According to a research paper published by the researchers, the device would be able to perform rapid screening of human red blood cells to detect active infection of COVID-19 using a compact and field-portable 3D-printed shearing digital holographic microscope. The research team is led by Bahram Javidi, the director of the Multidimensional Optical Sensing and Imaging Systems Lab at the University of Connecticut. His colleagues include Dr. Bruce T. Liang, dean of the university's school of medicine; Timothy O'Connor, a biomedical engineering grad student; and Dr. Jian-Bing Shen, a physician at the university's medical center. As part of Javidi's plans to keep costs in check, the microscope itself is built out of low-cost and readily available components, while the body is 3D-printed.

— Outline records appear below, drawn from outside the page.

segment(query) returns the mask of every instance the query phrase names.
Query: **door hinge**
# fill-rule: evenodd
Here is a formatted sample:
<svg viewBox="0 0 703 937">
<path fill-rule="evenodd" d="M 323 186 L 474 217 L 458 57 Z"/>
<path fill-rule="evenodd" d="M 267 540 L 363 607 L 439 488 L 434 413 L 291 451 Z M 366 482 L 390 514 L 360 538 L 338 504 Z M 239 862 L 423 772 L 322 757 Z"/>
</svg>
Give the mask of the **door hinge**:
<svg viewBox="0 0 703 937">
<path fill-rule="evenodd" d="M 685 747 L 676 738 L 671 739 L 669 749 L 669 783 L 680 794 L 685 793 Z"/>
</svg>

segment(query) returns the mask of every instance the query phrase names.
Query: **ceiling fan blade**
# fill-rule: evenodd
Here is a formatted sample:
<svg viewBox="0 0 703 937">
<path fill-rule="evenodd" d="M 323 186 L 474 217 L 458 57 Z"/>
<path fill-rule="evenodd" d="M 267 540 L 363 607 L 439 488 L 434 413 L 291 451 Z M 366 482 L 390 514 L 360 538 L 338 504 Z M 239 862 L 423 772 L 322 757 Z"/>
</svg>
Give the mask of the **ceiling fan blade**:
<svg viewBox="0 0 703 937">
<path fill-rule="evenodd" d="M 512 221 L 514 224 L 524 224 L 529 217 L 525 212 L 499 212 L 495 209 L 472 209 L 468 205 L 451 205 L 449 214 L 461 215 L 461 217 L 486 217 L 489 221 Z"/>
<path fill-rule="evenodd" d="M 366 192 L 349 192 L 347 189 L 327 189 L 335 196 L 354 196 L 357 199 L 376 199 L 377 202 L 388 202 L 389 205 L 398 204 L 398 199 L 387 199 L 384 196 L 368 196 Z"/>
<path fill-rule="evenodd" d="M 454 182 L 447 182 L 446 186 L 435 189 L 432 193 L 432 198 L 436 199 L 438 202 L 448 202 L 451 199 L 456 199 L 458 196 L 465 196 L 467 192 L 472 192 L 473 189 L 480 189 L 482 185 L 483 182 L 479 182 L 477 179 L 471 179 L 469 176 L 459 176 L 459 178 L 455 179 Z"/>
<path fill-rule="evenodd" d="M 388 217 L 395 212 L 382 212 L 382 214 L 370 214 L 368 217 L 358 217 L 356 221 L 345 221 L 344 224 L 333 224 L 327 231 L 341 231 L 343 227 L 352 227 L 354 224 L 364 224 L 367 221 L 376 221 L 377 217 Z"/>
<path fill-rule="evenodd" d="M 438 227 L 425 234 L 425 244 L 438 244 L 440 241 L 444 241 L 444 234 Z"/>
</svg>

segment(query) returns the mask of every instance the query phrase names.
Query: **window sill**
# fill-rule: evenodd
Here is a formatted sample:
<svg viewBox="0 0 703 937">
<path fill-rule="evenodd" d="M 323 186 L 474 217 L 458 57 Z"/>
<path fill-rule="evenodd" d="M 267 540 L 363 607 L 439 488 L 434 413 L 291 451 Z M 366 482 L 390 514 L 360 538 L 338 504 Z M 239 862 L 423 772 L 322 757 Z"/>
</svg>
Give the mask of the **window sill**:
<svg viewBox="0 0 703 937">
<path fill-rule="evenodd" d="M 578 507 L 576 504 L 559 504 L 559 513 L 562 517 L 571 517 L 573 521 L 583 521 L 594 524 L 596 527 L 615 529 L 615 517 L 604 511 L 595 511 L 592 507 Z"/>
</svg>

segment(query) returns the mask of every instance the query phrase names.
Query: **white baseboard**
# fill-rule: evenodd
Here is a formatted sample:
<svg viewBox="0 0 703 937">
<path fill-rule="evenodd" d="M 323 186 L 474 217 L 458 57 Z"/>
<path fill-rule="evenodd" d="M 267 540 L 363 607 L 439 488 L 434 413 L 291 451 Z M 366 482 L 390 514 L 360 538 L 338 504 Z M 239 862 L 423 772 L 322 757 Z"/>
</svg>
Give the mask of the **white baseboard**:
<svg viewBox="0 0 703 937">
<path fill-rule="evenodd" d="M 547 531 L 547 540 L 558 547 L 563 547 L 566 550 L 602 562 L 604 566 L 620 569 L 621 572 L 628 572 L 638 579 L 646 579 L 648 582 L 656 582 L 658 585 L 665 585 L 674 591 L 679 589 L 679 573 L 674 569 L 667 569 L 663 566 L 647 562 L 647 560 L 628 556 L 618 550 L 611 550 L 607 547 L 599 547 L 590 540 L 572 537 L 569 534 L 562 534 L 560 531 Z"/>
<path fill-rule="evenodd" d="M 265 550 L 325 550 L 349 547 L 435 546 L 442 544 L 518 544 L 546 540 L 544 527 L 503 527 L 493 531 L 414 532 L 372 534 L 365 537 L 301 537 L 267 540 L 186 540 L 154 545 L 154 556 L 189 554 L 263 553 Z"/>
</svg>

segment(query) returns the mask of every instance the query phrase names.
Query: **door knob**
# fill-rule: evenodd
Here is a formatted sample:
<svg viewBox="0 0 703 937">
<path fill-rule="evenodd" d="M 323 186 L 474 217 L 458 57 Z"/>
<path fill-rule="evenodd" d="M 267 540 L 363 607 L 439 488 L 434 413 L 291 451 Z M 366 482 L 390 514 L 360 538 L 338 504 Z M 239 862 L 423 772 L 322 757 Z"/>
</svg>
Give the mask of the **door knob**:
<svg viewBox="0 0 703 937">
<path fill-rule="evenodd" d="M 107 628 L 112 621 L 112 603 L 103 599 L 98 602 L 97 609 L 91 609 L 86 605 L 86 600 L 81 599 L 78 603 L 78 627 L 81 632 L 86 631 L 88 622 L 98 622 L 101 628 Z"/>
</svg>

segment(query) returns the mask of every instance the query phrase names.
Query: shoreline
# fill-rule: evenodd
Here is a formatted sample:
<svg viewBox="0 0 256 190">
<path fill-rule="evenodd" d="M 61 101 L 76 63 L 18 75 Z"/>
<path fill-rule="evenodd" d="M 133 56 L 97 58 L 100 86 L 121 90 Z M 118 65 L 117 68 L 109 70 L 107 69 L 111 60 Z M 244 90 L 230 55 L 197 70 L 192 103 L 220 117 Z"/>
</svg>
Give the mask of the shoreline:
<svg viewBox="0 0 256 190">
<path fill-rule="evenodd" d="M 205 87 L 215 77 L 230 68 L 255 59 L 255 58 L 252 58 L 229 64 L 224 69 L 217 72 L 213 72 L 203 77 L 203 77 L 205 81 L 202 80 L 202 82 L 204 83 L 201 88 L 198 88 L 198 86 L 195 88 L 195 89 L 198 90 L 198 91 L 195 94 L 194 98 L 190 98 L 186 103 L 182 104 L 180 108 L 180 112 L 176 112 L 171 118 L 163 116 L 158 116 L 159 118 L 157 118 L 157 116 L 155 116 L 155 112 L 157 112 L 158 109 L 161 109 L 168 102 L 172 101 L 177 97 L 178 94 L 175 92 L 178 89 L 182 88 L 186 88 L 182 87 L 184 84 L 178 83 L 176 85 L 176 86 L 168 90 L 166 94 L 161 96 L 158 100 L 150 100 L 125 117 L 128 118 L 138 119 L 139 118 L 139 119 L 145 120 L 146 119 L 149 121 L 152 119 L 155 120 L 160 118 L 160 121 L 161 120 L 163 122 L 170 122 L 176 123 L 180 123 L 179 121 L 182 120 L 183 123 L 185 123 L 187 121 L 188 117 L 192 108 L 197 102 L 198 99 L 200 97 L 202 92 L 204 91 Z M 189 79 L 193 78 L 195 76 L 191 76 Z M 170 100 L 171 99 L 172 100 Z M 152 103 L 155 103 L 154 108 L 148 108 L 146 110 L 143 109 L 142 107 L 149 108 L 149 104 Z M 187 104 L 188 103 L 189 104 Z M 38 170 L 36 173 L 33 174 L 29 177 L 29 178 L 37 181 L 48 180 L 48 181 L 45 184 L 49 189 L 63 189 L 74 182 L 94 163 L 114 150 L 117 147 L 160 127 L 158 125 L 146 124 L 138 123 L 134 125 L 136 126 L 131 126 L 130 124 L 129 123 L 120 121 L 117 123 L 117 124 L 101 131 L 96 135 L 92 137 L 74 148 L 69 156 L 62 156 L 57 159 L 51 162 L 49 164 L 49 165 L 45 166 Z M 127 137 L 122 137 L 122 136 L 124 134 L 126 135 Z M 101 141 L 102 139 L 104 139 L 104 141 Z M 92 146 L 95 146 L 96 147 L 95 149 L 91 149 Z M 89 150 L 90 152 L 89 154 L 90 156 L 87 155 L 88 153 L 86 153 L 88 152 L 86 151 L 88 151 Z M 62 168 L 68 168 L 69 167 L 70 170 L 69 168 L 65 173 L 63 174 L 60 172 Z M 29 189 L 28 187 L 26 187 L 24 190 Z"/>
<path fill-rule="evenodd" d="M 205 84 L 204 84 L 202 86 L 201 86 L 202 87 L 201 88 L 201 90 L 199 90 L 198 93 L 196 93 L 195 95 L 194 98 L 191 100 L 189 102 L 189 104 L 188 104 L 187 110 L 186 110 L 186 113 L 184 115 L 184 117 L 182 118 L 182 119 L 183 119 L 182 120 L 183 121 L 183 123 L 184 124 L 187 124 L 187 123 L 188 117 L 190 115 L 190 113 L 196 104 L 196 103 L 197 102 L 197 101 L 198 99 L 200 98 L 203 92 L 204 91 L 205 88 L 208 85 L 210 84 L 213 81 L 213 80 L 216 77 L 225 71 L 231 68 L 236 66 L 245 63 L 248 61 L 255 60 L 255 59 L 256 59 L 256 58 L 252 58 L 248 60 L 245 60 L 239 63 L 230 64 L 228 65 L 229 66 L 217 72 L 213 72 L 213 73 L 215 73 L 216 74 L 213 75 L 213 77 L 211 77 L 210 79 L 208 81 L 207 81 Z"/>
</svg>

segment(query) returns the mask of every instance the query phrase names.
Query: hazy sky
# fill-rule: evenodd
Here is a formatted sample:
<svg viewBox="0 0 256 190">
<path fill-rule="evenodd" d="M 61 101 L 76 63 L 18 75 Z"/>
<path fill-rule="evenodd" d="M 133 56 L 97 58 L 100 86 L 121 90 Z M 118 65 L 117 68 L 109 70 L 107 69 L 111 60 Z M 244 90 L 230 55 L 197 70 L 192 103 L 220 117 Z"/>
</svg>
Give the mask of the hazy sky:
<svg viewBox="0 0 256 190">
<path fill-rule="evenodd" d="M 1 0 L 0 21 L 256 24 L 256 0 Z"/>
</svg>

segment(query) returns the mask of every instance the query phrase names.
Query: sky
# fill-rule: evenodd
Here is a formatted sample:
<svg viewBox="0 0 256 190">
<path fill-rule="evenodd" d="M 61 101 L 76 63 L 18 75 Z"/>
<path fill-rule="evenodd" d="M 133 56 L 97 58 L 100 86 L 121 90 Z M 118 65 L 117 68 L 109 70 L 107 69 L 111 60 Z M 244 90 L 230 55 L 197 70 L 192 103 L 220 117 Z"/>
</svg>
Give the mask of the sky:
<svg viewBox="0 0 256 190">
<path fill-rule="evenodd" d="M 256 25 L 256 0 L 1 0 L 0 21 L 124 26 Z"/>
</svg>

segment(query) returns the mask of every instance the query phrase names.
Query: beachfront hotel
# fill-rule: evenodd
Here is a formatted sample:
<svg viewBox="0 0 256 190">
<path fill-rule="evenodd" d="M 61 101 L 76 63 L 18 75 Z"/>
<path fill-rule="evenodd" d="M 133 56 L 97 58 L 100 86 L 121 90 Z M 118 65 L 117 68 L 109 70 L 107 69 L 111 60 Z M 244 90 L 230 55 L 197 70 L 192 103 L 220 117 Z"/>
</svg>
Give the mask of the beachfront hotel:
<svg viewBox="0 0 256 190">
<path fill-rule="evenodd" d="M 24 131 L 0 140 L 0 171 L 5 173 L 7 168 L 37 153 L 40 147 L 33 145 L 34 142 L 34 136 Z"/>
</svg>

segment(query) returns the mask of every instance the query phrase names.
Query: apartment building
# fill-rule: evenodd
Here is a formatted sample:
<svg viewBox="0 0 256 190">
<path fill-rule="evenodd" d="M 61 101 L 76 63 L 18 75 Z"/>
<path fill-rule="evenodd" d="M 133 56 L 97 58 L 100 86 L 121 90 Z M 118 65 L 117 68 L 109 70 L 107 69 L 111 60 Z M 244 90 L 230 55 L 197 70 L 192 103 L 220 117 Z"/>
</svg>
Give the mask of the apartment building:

The regular components include a camera, a laser diode, an objective lens, a glass plate, and a CMOS image sensor.

Speedy Covid Testing

COVID-19 vaccine stock photo

As for the testing technology, it leverages changes in the blood cells of Covid patients, such as significantly lower hemoglobin and hematocrit levels, to identify healthy folks from infected ones. According to the research paper, the modus operandi for testing using the novel technology includes recording video holograms of thin blood smears, while individual red blood cells are segmented for feature extraction. The technology then uses a "bi-directional long short-term memory network" to differentiate between healthy and Covid-positive red blood cells, thereby identifying infected individuals based on the simple majority of their cells' classifications.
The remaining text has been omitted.